館跡は現在の武田神社とその周辺にまで及ぶ大規模なもので、室町将軍邸である花の御所と同様の東西約200m、南北約190mの方形居館で、館の周囲からその南方に広がる相川扇状地の一帯にかけて、一族や家臣、商職人の住む城下町が形成されました。城下町も京都の条坊を基本に一定の都市計画に基づいて設計されたことが明らかで、市場も開設されました。

近年の調査で、武田氏の築城技術の特徴と言われる三日月堀が、躑躅ヶ崎館の大手口を三日月状に丸く覆うような形で確認されました。堀は内側に土塁をともなう丸馬出と呼ばれる敵から館を守る防御施設の一部で、全長約30m、幅約4~5m、深さ約2.5mと推定されています。また『甲陽軍艦』には山本勘助が信玄の前で馬出の重要性を披露したという興味深い記述もあり、大阪の陣で真田幸村が造った真田丸はこの丸馬出の砦です。

武田神社の創建は大正8年(1919)、武田信玄をお祀りしています。檜皮葺の拝殿、本殿は一間社流造りで質実剛健を感じさせる拝殿です。緑濃い境内には城館の当時から残る堀や土塁、近くには「信玄公御使用井戸」があります。なかでも拝殿に向かって左にある信玄が娘の産湯に使った「姫の井戸」は延命長寿、万病退散のご利益があると伝えられています。また黄金色になって落葉する奇木「三葉の松」などがみられます。

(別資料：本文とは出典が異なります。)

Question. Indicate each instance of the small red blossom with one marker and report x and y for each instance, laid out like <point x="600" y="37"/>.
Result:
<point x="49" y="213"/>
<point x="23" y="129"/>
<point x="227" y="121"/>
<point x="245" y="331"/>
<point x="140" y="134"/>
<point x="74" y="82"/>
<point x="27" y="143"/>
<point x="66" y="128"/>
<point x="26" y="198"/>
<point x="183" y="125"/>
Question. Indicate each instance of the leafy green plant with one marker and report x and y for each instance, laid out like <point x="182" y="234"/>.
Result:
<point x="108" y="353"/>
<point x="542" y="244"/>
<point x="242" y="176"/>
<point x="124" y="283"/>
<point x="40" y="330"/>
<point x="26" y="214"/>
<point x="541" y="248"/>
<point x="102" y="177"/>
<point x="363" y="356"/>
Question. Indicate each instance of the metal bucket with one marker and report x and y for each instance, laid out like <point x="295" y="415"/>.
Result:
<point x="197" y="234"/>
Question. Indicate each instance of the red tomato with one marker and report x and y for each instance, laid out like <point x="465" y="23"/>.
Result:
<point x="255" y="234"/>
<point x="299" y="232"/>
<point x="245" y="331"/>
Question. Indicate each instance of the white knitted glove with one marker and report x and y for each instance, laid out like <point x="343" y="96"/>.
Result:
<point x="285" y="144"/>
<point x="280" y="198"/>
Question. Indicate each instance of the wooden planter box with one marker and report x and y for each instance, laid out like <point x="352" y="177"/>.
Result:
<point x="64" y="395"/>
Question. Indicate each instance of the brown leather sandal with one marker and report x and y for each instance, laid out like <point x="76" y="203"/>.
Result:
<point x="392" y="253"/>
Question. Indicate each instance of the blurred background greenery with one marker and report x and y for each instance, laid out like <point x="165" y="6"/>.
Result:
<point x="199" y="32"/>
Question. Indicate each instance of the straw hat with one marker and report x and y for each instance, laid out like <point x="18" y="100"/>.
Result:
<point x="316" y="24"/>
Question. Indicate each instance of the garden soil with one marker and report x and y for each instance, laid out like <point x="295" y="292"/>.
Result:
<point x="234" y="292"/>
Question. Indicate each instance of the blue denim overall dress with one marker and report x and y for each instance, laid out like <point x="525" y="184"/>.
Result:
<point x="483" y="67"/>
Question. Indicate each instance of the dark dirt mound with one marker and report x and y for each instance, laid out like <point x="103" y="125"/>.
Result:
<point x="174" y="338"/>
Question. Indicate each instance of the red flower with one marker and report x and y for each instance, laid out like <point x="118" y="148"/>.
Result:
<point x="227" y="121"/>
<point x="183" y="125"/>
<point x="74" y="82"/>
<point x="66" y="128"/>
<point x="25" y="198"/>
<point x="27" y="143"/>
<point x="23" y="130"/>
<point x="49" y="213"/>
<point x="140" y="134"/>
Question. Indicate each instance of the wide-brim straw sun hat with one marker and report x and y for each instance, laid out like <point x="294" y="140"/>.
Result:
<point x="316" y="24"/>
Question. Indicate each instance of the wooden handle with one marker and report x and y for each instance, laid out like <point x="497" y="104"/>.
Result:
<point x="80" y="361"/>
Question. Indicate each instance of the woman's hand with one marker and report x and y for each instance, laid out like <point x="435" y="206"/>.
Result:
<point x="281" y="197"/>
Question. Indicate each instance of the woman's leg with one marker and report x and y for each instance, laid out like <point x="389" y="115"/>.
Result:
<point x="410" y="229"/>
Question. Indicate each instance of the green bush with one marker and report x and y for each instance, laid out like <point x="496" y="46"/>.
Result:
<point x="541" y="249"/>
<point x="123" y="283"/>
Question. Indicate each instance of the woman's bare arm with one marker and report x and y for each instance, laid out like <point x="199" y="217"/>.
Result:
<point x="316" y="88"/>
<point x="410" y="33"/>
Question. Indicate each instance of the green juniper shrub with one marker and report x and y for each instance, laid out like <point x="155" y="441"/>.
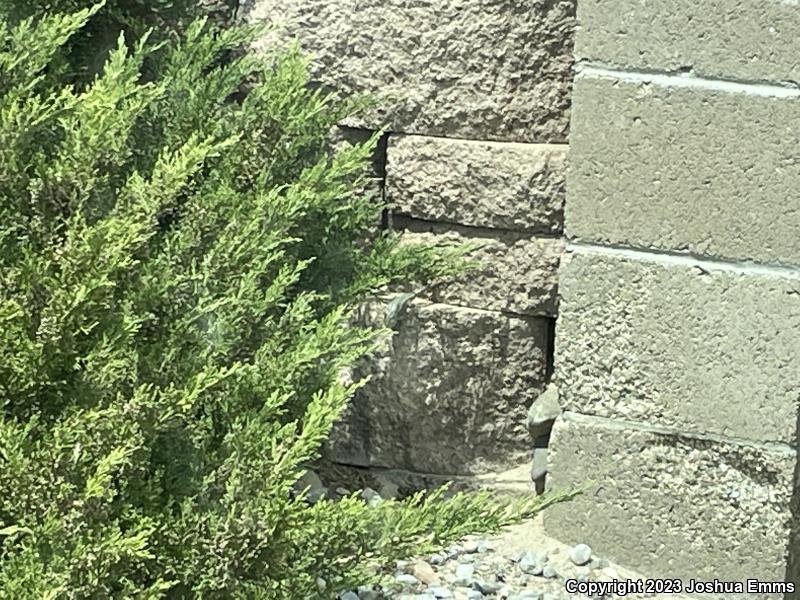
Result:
<point x="179" y="259"/>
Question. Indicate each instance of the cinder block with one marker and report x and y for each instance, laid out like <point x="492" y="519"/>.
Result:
<point x="675" y="507"/>
<point x="674" y="168"/>
<point x="487" y="69"/>
<point x="752" y="40"/>
<point x="449" y="393"/>
<point x="676" y="345"/>
<point x="480" y="184"/>
<point x="518" y="274"/>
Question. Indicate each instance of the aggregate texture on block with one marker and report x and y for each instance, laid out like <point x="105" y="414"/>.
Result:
<point x="710" y="172"/>
<point x="679" y="345"/>
<point x="673" y="507"/>
<point x="516" y="274"/>
<point x="480" y="184"/>
<point x="449" y="392"/>
<point x="482" y="69"/>
<point x="750" y="40"/>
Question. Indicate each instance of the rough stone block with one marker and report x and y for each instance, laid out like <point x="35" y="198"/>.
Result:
<point x="449" y="394"/>
<point x="517" y="274"/>
<point x="677" y="345"/>
<point x="674" y="507"/>
<point x="748" y="39"/>
<point x="480" y="184"/>
<point x="674" y="168"/>
<point x="491" y="69"/>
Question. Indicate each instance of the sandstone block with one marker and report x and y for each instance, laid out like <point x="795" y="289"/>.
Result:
<point x="449" y="393"/>
<point x="667" y="168"/>
<point x="517" y="274"/>
<point x="748" y="39"/>
<point x="677" y="345"/>
<point x="490" y="69"/>
<point x="674" y="508"/>
<point x="480" y="184"/>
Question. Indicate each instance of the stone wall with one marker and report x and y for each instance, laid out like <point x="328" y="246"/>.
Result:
<point x="475" y="99"/>
<point x="677" y="350"/>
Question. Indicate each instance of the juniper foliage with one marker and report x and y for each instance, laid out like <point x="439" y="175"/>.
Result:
<point x="179" y="258"/>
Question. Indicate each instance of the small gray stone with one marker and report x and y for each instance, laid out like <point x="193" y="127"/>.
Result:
<point x="316" y="495"/>
<point x="487" y="587"/>
<point x="371" y="496"/>
<point x="466" y="558"/>
<point x="580" y="554"/>
<point x="308" y="480"/>
<point x="530" y="564"/>
<point x="549" y="572"/>
<point x="368" y="592"/>
<point x="464" y="574"/>
<point x="539" y="465"/>
<point x="544" y="410"/>
<point x="407" y="579"/>
<point x="437" y="559"/>
<point x="388" y="488"/>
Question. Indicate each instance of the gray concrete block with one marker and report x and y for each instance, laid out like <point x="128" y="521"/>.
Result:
<point x="709" y="172"/>
<point x="673" y="345"/>
<point x="449" y="393"/>
<point x="748" y="39"/>
<point x="674" y="508"/>
<point x="489" y="69"/>
<point x="517" y="274"/>
<point x="480" y="184"/>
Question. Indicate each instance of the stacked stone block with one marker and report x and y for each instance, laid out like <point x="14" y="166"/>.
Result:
<point x="677" y="351"/>
<point x="474" y="95"/>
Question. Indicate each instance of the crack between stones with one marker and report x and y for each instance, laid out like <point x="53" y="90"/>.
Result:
<point x="616" y="424"/>
<point x="682" y="78"/>
<point x="686" y="259"/>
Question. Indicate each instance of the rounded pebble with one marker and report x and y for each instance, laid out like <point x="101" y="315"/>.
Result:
<point x="580" y="554"/>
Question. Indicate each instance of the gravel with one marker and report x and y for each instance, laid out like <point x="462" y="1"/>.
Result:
<point x="477" y="570"/>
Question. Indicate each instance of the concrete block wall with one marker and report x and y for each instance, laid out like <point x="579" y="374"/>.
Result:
<point x="476" y="104"/>
<point x="677" y="347"/>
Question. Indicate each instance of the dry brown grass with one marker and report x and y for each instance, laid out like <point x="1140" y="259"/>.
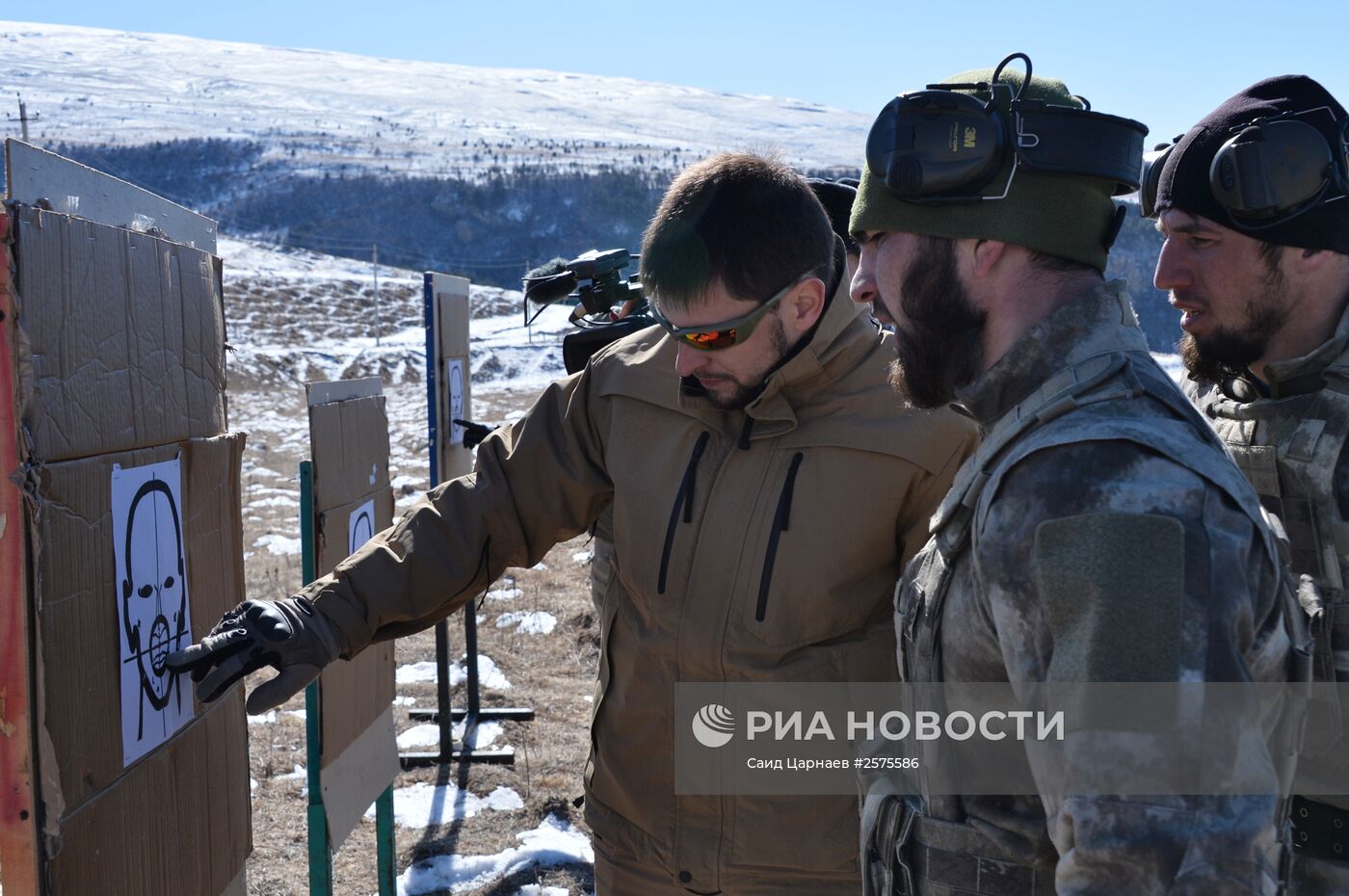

永正17年(1520)武田信虎は居館と政庁の役割を担っていた躑躅ヶ崎館に対して、戦闘時に立てこもる詰城として要害山城を躑躅ヶ崎館の北東、標高770mの丸山に築きました。当時、駿河国の今川氏親の家臣であり、甲斐地域を侵攻していた福島正成が信虎の脅威となっていて、築城後ほどなくして正成との間に飯田河原の合戦が起こります。信虎は正室の大井の方を守るため、躑躅ヶ崎館から要害山城に迎え入れました。信玄が産声を上げたのはその直後であったといいます。

要害山南麓に位置する積翠寺は、行基開創と伝えられる臨済宗妙心寺派の名刹で、境内の清流が巨石にぶつかって滝をなしていたところから、古くは石水寺とも書かれました。

石水寺物語には、大永元年(1521)飯田河原の合戦時、要害山城に避難した大井の方がこの寺で信玄を出産したと載せてあり、産湯の水を汲んだとされる井戸が残っています。

不動堂には信玄像が祀られています。

ここから要害山の登山口までは、徒歩10分ほどで着きます。途中には廃館になってしまった積翠寺温泉の2軒の宿があります。鎌倉時代に発見され信玄の隠し湯のひとつと伝えられるこの温泉は、要害山麓の閑静な山あいにあり、尾根を隔てて西方の養曽沢にあるのを古湯坊坐忘庵、東方の要害山入口に位置するのを要害といいました。泉温は15~20度と低温ですが、緑ばんを含み、リュウマチや神経痛などに効果があるといわれ、その昔武田の傷病兵を癒したといいます。今では要害はシルバーセンターに古湯坊は閉館中で再開が待たれます。

登城道の入口には史跡要害山の説明看板が据えられているのですぐにわかります。

いよいよ山登りですが、登山道は整備されているので軽装備でも問題ありません。15分ほど登ると、土塁や竪堀の跡が見えてきます。城には山腹から主郭に至る通路に沿って、自然の地形を利用しつつ要所に竪堀や堀切の工事を施し、防御を固めている点が要害山城の特徴です。また枡形虎口に伴う門と曲輪が複雑かつ連続的に付設されています。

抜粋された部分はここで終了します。